Gouveia e Melo vai ter em conta recuo de capelão exonerado

Chefe do Estado-Maior da Armada enfrenta a primeira crise interna na Marinha desde que tomou posse, com exoneração de capelão a levar antigos fuzileiros a convocar protesto para dia 10 de abril. “Errei”, assumiu ontem o padre Licínio Luís, capelão na Marinha há 25 anos.
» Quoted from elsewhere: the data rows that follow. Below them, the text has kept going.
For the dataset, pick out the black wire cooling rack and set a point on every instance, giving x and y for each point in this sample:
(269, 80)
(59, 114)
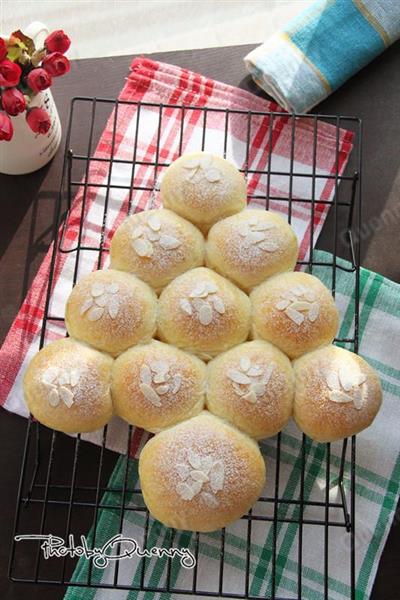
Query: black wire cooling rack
(65, 481)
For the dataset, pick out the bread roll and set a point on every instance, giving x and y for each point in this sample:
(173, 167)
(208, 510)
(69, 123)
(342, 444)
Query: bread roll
(337, 394)
(111, 311)
(203, 188)
(203, 313)
(156, 385)
(157, 246)
(252, 386)
(67, 387)
(201, 474)
(251, 246)
(295, 312)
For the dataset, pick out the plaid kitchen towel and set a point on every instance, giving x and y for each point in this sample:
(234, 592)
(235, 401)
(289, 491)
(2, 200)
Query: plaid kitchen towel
(377, 490)
(147, 133)
(321, 48)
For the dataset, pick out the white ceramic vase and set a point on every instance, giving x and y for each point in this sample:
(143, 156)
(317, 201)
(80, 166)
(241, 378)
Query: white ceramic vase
(27, 151)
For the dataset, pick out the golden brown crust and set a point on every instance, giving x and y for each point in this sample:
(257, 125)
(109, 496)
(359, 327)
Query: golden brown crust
(157, 246)
(191, 192)
(227, 464)
(271, 306)
(67, 387)
(229, 314)
(263, 403)
(177, 381)
(116, 318)
(251, 246)
(323, 408)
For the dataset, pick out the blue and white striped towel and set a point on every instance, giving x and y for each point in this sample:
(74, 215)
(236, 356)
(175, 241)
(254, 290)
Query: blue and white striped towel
(321, 48)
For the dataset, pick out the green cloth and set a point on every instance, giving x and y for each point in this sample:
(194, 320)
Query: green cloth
(377, 488)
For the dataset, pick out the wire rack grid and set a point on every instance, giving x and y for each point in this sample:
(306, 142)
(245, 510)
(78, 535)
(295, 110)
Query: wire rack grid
(64, 485)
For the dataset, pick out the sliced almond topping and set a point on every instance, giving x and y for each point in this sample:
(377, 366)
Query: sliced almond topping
(213, 175)
(186, 306)
(143, 247)
(169, 242)
(198, 475)
(95, 313)
(137, 232)
(339, 397)
(251, 396)
(154, 222)
(294, 315)
(145, 374)
(184, 490)
(218, 304)
(113, 306)
(86, 305)
(313, 313)
(238, 377)
(150, 394)
(205, 314)
(97, 289)
(245, 363)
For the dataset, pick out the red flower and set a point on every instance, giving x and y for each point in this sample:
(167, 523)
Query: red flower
(57, 41)
(10, 73)
(38, 80)
(3, 49)
(6, 128)
(56, 64)
(38, 120)
(13, 101)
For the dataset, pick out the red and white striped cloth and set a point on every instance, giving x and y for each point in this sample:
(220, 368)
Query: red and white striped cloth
(151, 81)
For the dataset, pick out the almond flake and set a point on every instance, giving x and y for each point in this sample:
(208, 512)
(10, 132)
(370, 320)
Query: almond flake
(198, 475)
(163, 389)
(313, 312)
(97, 289)
(186, 306)
(86, 305)
(137, 232)
(217, 474)
(150, 394)
(213, 175)
(332, 381)
(194, 459)
(205, 314)
(145, 374)
(218, 304)
(143, 247)
(169, 242)
(185, 491)
(154, 222)
(182, 470)
(268, 245)
(294, 316)
(339, 397)
(191, 163)
(95, 313)
(205, 161)
(282, 304)
(176, 383)
(50, 375)
(113, 307)
(209, 499)
(238, 377)
(251, 396)
(245, 363)
(346, 377)
(66, 396)
(54, 398)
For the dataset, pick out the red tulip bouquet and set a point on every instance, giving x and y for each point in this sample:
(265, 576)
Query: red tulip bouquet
(24, 72)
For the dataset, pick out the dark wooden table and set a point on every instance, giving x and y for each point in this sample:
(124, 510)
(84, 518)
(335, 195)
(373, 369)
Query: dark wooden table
(27, 205)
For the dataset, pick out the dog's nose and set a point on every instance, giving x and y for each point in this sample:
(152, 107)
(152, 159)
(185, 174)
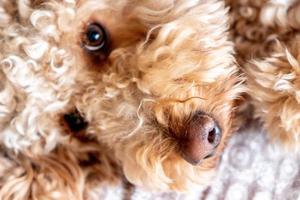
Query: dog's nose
(201, 139)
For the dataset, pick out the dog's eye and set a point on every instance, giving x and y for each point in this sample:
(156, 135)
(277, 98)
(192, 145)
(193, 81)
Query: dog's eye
(95, 38)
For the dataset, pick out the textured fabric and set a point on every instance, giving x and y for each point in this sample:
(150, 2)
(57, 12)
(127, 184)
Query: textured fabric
(251, 168)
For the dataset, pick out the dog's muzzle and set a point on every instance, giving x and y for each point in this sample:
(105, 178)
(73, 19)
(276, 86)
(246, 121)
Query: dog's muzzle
(201, 139)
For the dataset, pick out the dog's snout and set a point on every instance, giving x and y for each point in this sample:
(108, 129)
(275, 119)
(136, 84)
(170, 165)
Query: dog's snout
(201, 139)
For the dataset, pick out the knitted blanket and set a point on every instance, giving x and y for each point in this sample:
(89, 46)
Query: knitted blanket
(251, 168)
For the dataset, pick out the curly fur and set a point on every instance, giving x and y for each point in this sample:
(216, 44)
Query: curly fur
(162, 70)
(266, 36)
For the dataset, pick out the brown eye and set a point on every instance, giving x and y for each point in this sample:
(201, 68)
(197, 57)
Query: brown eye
(96, 39)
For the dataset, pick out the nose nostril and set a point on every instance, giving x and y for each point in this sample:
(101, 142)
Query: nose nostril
(212, 136)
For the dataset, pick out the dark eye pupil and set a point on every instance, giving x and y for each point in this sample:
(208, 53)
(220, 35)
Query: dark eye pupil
(95, 39)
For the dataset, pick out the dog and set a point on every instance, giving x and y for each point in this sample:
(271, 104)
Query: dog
(267, 42)
(92, 90)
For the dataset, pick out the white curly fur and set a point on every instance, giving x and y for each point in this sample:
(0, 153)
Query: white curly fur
(161, 70)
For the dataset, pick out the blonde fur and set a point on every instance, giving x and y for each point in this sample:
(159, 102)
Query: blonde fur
(162, 70)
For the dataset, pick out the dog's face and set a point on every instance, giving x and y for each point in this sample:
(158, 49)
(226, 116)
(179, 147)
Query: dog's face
(155, 81)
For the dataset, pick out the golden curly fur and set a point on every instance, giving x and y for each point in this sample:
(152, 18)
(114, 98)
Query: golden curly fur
(169, 60)
(266, 36)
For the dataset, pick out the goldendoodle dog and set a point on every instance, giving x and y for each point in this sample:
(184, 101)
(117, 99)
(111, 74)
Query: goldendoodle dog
(94, 89)
(267, 41)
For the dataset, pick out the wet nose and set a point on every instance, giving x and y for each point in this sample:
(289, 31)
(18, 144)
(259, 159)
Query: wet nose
(202, 137)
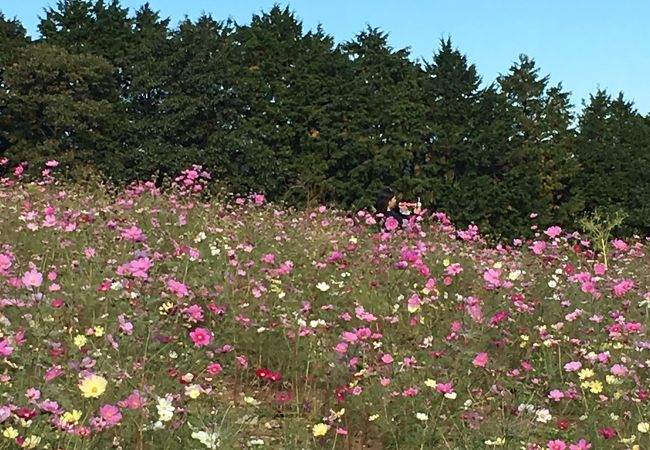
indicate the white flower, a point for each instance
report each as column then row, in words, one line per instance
column 210, row 440
column 165, row 409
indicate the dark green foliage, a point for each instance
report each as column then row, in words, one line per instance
column 613, row 148
column 270, row 107
column 57, row 105
column 13, row 37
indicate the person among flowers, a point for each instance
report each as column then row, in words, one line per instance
column 388, row 207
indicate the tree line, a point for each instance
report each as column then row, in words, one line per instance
column 269, row 107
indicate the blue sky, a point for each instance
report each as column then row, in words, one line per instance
column 585, row 44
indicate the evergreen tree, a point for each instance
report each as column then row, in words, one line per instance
column 144, row 90
column 13, row 37
column 60, row 106
column 382, row 111
column 270, row 51
column 448, row 157
column 614, row 151
column 84, row 26
column 540, row 146
column 201, row 106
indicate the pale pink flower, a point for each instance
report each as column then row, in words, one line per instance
column 111, row 414
column 573, row 366
column 556, row 395
column 481, row 360
column 201, row 337
column 553, row 231
column 556, row 444
column 33, row 278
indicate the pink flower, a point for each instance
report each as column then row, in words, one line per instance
column 341, row 347
column 557, row 444
column 33, row 278
column 177, row 288
column 556, row 395
column 607, row 432
column 133, row 234
column 492, row 276
column 5, row 262
column 600, row 269
column 392, row 223
column 619, row 245
column 481, row 360
column 133, row 401
column 111, row 414
column 553, row 231
column 241, row 360
column 5, row 348
column 201, row 337
column 214, row 368
column 52, row 373
column 538, row 247
column 573, row 366
column 623, row 287
column 581, row 445
column 349, row 337
column 127, row 327
column 619, row 370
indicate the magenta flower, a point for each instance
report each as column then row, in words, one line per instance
column 553, row 231
column 557, row 444
column 33, row 278
column 392, row 223
column 573, row 366
column 5, row 348
column 556, row 395
column 214, row 369
column 178, row 288
column 111, row 414
column 580, row 445
column 619, row 370
column 481, row 360
column 201, row 337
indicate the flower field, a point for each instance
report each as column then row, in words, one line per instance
column 165, row 319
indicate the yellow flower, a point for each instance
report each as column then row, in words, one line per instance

Fuzileiros envolvidos nas agressões que se revelaram fatais para um jovem polícia da PSP, um discurso duro de Gouveia e Melo ao corpo de elite sobre as linhas vermelhas para se estar na Marinha e críticas contra a disciplina exigida aos fuzileiros na semana passada verbalizadas publicamente por um protagonista inesperado: o capelão militar da Marinha, há mais de 25 anos nessas funções e Capitão-de-Fragata Graduado , que numa publicação nas redes sociais desculpabilizou o comportamento dos fuzileiros na noite e criticou diretamente o chefe da Marinha e seu superior hierárquico, pedindo por duas vezes e no Facebook a Gouveia e Melo “juízo” antes de julgamentos. “Os jovens estavam a divertir-se e foram provocados. Um deles é campeão nacional de boxe, no seu escalão, foi atingido à falsa fé e reagiu. Quem não o fazia. É selvagem por isso? O senhor Almirante nunca foi para a noite? Nunca bebeu uns copos? Juízo com os nossos julgamentos”, escreveu o capelão. Com um aspeto singular: é conhecido no meio militar e publicamente após várias entrevistas que Gouveia e Melo é abstémio.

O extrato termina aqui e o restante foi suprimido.